[SERVER-13500] Changing replica set configuration can crash running members Created: 06/Apr/14  Updated: 11/Jul/16  Resolved: 10/Apr/14

Status: Closed
Project: Core Server
Component/s: Replication
Affects Version/s: 2.6.0-rc3
Fix Version/s: 2.6.1, 2.7.0

Type: Bug Priority: Critical - P2
Reporter: Akshay Kumar Assignee: Eric Milkie
Resolution: Done Votes: 0
Labels: None
Remaining Estimate: Not Specified
Time Spent: Not Specified
Original Estimate: Not Specified

Issue Links:
Related
is related to SERVER-13718 Secondary crashes on replSetUpdatePos... Closed
Operating System: Linux
Backport Completed:
Participants:

 Description   
Issue Status as of April 15, 2014

ISSUE SUMMARY
Initializing a new replica set configuration (especially the case of a member removal) can occasionally cause a crash on one or multiple running members of the replica set.

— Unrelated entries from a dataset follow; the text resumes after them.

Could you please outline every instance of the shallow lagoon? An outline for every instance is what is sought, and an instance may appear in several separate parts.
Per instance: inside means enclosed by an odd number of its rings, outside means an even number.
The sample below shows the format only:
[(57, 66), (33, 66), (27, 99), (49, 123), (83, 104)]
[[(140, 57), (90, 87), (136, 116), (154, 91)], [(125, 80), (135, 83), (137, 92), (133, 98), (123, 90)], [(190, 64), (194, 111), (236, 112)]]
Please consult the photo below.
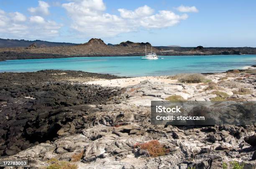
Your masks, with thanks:
[(136, 77), (220, 72), (256, 65), (256, 55), (161, 57), (164, 59), (142, 60), (133, 56), (11, 60), (0, 62), (0, 72), (55, 69)]

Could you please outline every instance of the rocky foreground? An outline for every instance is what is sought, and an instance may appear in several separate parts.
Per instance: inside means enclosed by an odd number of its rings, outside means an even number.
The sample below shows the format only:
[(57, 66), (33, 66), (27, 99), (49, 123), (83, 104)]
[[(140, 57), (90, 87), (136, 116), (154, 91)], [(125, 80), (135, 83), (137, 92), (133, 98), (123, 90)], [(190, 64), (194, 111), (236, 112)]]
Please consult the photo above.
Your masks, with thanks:
[(235, 162), (255, 169), (255, 126), (152, 125), (149, 107), (165, 99), (256, 101), (253, 70), (206, 75), (204, 82), (1, 73), (1, 160), (27, 160), (30, 168), (65, 161), (74, 169), (216, 169)]

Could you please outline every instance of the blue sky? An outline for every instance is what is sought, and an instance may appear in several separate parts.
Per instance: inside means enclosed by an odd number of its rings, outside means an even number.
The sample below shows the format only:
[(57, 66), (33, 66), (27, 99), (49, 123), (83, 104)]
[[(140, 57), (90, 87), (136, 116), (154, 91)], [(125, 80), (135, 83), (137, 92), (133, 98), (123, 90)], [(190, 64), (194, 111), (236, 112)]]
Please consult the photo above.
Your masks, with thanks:
[(256, 7), (255, 0), (0, 0), (0, 37), (256, 47)]

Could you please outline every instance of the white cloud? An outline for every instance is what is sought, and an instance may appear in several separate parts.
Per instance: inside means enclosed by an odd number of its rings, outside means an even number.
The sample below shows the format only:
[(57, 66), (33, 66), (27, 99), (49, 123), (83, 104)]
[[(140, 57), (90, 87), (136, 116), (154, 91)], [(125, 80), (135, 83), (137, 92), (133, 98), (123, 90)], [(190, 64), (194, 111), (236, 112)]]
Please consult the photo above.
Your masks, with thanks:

The members which incur a crash may be safely restarted.

USER IMPACT
Crashing replica set members affect quorum and can in the worst case lead to no primary and unavailability of the replica set.

WORKAROUNDS
If a member is being removed, shutting it down prior to its removal from the replica set configuration will reduce (but not eliminate) the chance of a crash. For the case where a member is not being removed, no known workaround is available.

RESOLUTION
The replica set handshake handler was fixed to be resilient to the receipt of handshakes while initializing a new replica set configuration.

AFFECTED VERSIONS
Version 2.6.0 is affected by this bug.

PATCHES
The patch is included in the 2.6.1 production release.

Original description

If in the process of removing a member from a replica set, the member is removed from the configuration while still running, a mongod may crash.

To avoid this bug, please follow the documented procedure below for removing a node and shut down the member before removing it from the configuration:
http://docs.mongodb.org/manual/tutorial/remove-replica-set-member/

Example of what a crash may look like:

2014-04-07T01:51:56.698+0000 [SyncSourceFeedbackThread] SEVERE: Invalid access at address: 0xa8
2014-04-07T01:51:56.744+0000 [SyncSourceFeedbackThread] SEVERE: Got signal: 11 (Segmentation fault).
Backtrace:0x11bd301 0x11bc6de 0x11bc7cf 0x32d740f710 0xeacaf6 0xeb19e8 0x1145332 0x1201c99 0x32d74079d1 0x32d70e8b6d 
 /usr/bin/mongod(_ZN5mongo15printStackTraceERSo+0x21) [0x11bd301]
 /usr/bin/mongod() [0x11bc6de]
 /usr/bin/mongod() [0x11bc7cf]
 /lib64/libpthread.so.0() [0x32d740f710]
 /usr/bin/mongod(_ZN5mongo18SyncSourceFeedback13replHandshakeEv+0xb86) [0xeacaf6]
 /usr/bin/mongod(_ZN5mongo18SyncSourceFeedback3runEv+0x9b8) [0xeb19e8]
 /usr/bin/mongod(_ZN5mongo13BackgroundJob7jobBodyEv+0xd2) [0x1145332]
 /usr/bin/mongod() [0x1201c99]
 /lib64/libpthread.so.0() [0x32d74079d1]
 /lib64/libc.so.6(clone+0x6d) [0x32d70e8b6d]



 Comments   
Comment by Githook User [ 10/Apr/14 ]

Author:

{u'username': u'dannenberg', u'name': u'matt dannenberg', u'email': u'matt.dannenberg@10gen.com'}

Message: SERVER-13500 prevent syncSourceFeedback segfault by not allowing NULL members to be added to _members map

(cherry picked from commit ba3823f2a7c08a022bebbe8accebba8893582e09)
Branch: v2.6
https://github.com/mongodb/mongo/commit/be1905c24c7e5ea258e537fbf0d2c502c4fc6de2

Comment by Githook User [ 09/Apr/14 ]

Author:

{u'username': u'dannenberg', u'name': u'matt dannenberg', u'email': u'matt.dannenberg@10gen.com'}

Message: SERVER-13500 prevent syncSourceFeedback segfault by not allowing NULL members to be added to _members map
Branch: master
https://github.com/mongodb/mongo/commit/ba3823f2a7c08a022bebbe8accebba8893582e09

Generated at Thu Feb 08 03:31:55 UTC 2024 using Jira 9.7.1#970001-sha1:2222b88b221c4928ef0de3161136cc90c8356a66.